The systematic error produced with changes in brightness or contrast can be investigated by linear regression of the results.

Table 4. Significance of non zero slope from linear regression of conductivity results from different threshold methods with changes in brightness and contrast.

Coating	Variable	LT-GT	Bolot	Otsu
601 55	Brightness	NS	****	*
601 82	Brightness	NS	*	***
320 55	Brightness	NS	*	***
601 55	Contrast	NS	**	NS
601 82	Contrast	NS	***	****
320 55	Contrast	*	*	**

* NS stands for not significant and *, **, ***, **** indicate significance at the $p<0.05,0.01,0.001$ and $0.0001$ levels respectively.

summarises these results, ideally there would be no significant trend in the results with respect to changes in brightness or contrast of the input image. As shown the suggested method has no significant bias in five out of six of the conditions tested, in this respect it outperforms both the Otsu and Bolot methods of image segmentation. However it should be noted that changes in the result from the Otsu method are small and not of practicable importance.

4. Discussion

An automatic method for image segmentation has been developed which is capable of automatically extracting a phase of cracks from the microstructure as described by Zivelonghi et al. [13]. The method has been compared to other current methods and is shown to be as or more repeatable than alternatives [3] which threshold in the same region with changes in brightness or contrast of the input image. In addition the method has physical underpinnings which justify the selection of threshold points for this application.

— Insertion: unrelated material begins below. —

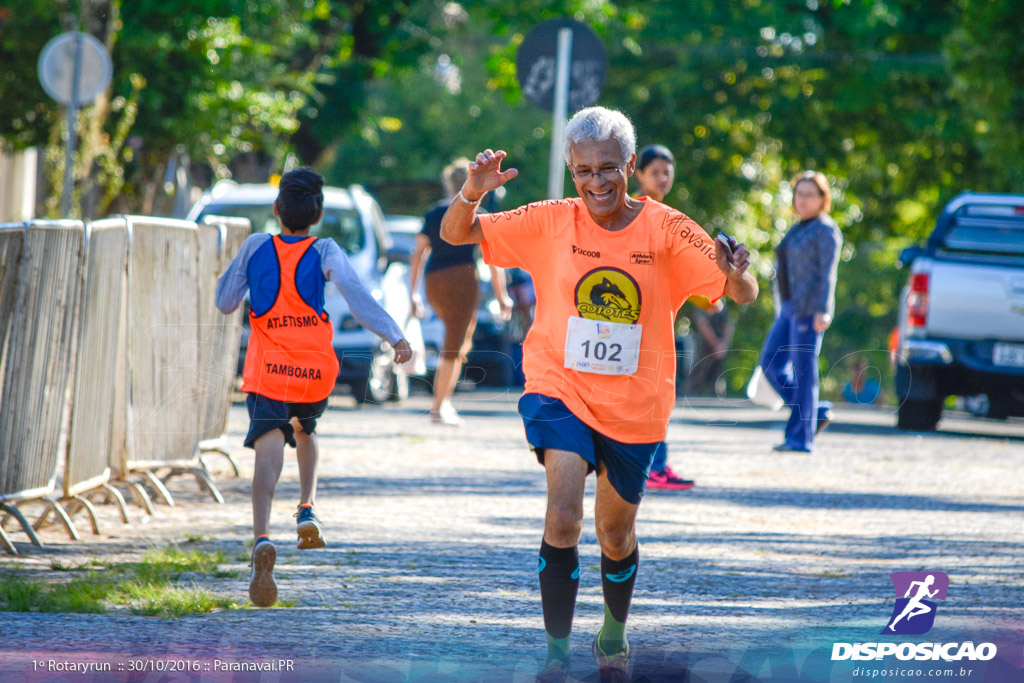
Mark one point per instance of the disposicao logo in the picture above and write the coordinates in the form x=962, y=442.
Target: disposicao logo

This segmentation method produced estimates of density and specific heat that were within experimental error of measured values. This extends the work on porosity of Deshpande et al. [8] and Matějíček et al. [14] to other properties which are simply a volumetric mean of the components of the composite.

Under predictions were seen for modelled thermal conductivity results as is to be expected of two dimensional models due to the loss of connectivity in the third dimension. As with Zivelonghi et al. [13] the overall conductivity was strongly dependent on the contact zone or crack conductivity. The proper value to be used for this variable remains unknown.

Separately these results also explain some phenomena seen in high speed wear testing of these materials. Variation in wear behaviour is seen across the width of the rub track of the same scale as variation between the spray batches shown here [24]. Models made from $200\times 200$ $\mathsf{\mu }$m${}^2$ images showed standard deviation in thermal conductivity results of between 46% and 66% of the mean value (Figure 9). Thus roughly 30% of such areas will have properties equal to the bulk properties of one of the adjacent batches (50% change in value, one standard deviation). This rate decreases as the sampled area increases, 2% of $1.2\times 1.2$ mm${}^2$ sections are expected to vary from the bulk mean by 50% or more. As such local variation in the abradables is in the same scale as variation between batches and can be expected to produce the same changes in wear mechanism.

5. Conclusions

An automatic image segmentation method has been developed which allows automatic separation of a phase of cracks from a microstructure image. Estimates of the density and the specific heat capacity of the material could be made to within experimental error and expected under predictions for thermal conductivity were observed.

The segmentation method was shown to have less systematic bias with brightness and contrast than other available methods. Random error was also lower than seen for competing methods for changes in brightness of input image and was similar to competing methods for changes in contrast of the input image.